When Galuppo, Mahajan, and assistant director of marketing Layna Hathaway found out the event would need to be virtual, they said their main concern was audience engagement and attendance. The organizers came up with the idea of virtual swag bags for all attendees that included gift cards, access to podcasts, a yoga series, and more. Galuppo said she put in a lot of time connecting with and finding inspirational and engaging speakers.
“I think with the work of our team, the in-person and virtual swag bags, the amazing speakers, and the way the conference flowed we were still able to capture that excitement and energy you would’ve felt in person,” says Hathaway.
Freshman business administration student Simone Pucher said she was looking forward to networking with the speakers and learning about ways to grow personally and professionally.
“Listening to powerful women speak about their stories and how they overcame challenges was really insightful. They made me realize that I could do anything I put my mind to,” Pucher says.
“Listening to powerful women speak about their stories and how they overcame challenges was really insightful. They made me realize that I could do anything I put my mind to.”
The Women in Business club began at Cal Poly in 2015. Club member Cristina Shaffer said WIB is a great place for women who seek a career in business to network and support each other through their time at Cal Poly.
“Whether it’s learning about different career opportunities that exist, or learning how to be a better future employee at a company, or learning how to be a better friend, a better ally, or a more empowered woman, that’s why the work that WIB does is so important,” Shaffer says.
She noted it’s not uncommon for there to be only five women in a class of 30 in some business concentrations such as information systems, economics, and finance.
“It’s not without its challenges, but I think the College of Business, especially in the last year, has made a lot of strides in making it a more inclusive environment for women and students of color,” she adds.
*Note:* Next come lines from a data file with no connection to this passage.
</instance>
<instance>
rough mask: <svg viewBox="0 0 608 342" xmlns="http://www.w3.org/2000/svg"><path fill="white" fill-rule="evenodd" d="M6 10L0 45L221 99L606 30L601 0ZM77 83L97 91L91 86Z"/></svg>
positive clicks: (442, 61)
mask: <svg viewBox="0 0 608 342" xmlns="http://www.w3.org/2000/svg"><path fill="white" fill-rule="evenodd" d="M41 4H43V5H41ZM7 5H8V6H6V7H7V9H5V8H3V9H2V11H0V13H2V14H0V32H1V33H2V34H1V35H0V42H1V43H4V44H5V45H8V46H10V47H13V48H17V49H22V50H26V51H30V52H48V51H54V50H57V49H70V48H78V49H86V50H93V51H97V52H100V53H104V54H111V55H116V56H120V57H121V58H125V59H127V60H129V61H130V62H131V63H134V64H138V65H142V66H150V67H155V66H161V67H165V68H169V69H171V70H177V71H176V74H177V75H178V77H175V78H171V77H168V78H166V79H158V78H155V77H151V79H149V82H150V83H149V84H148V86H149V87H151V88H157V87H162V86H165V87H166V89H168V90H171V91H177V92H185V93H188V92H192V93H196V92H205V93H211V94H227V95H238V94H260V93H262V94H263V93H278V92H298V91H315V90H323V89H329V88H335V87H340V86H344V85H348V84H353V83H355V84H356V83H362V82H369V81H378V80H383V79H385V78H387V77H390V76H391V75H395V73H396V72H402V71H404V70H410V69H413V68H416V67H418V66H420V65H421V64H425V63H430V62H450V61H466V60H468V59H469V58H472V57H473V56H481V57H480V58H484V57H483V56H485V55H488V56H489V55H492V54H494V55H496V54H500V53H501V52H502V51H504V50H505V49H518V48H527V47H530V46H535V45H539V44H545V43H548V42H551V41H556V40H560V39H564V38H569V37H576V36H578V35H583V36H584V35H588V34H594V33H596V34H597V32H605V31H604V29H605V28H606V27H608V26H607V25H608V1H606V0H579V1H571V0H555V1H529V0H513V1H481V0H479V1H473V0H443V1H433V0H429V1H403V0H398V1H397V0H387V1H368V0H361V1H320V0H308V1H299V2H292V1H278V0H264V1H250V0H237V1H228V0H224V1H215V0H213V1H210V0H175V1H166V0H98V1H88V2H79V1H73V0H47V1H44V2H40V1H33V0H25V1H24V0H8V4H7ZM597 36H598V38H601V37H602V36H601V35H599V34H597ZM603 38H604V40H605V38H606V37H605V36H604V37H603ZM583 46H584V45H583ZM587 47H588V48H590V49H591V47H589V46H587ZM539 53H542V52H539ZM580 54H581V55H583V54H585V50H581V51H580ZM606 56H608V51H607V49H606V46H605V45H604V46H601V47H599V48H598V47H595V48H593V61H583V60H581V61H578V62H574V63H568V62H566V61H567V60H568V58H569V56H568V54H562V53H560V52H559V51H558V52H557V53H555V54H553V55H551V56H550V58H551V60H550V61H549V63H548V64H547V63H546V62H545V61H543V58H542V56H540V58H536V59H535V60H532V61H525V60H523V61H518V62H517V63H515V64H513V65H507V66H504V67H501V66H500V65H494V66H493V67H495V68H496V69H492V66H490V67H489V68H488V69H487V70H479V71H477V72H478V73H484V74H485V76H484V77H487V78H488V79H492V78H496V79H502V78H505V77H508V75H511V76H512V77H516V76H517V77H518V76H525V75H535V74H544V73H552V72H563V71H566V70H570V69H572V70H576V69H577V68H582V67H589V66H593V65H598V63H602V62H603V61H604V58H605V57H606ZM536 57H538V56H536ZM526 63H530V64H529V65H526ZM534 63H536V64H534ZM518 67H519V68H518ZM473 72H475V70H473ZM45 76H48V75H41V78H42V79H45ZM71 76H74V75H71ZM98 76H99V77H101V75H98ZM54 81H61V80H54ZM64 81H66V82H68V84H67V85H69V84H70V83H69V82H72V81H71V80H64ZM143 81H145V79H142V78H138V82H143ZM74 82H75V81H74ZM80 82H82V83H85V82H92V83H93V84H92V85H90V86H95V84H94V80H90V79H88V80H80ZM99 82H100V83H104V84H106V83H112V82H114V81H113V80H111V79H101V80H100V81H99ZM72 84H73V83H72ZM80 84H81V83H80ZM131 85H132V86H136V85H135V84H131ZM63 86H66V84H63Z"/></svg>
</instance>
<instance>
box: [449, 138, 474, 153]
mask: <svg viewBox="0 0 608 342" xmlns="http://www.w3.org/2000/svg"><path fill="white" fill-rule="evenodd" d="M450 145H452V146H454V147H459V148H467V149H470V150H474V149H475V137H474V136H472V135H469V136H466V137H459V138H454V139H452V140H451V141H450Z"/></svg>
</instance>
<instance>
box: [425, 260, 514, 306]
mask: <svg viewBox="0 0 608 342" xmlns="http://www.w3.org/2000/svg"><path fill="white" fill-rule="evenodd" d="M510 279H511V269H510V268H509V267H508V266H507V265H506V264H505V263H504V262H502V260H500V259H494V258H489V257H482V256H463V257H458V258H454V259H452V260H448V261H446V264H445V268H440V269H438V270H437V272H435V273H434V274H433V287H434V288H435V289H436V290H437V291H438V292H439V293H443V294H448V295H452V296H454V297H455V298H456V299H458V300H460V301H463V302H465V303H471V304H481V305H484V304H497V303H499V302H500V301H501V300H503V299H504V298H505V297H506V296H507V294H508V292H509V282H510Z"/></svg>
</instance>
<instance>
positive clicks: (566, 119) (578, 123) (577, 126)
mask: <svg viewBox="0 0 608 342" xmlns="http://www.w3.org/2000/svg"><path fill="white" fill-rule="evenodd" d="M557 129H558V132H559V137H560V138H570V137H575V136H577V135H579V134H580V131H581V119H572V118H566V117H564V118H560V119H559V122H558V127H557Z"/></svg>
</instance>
Galuppo said she wants to challenge the idea that business is an “all gentlemen’s club” and wants attendees of all majors and identities to realize their full potential.
“When I leave the conference, I feel like I can do literally anything I set my mind to. I want attendees to feel empowered and inspired and just know that everything will be okay,” she says. “And if you’re not okay right now and feel like you’re struggling, I’m hoping you walk away feeling excited about whatever opportunities you have ahead. I want you to feel like you’re capable of what we all know students at Cal Poly are capable of.”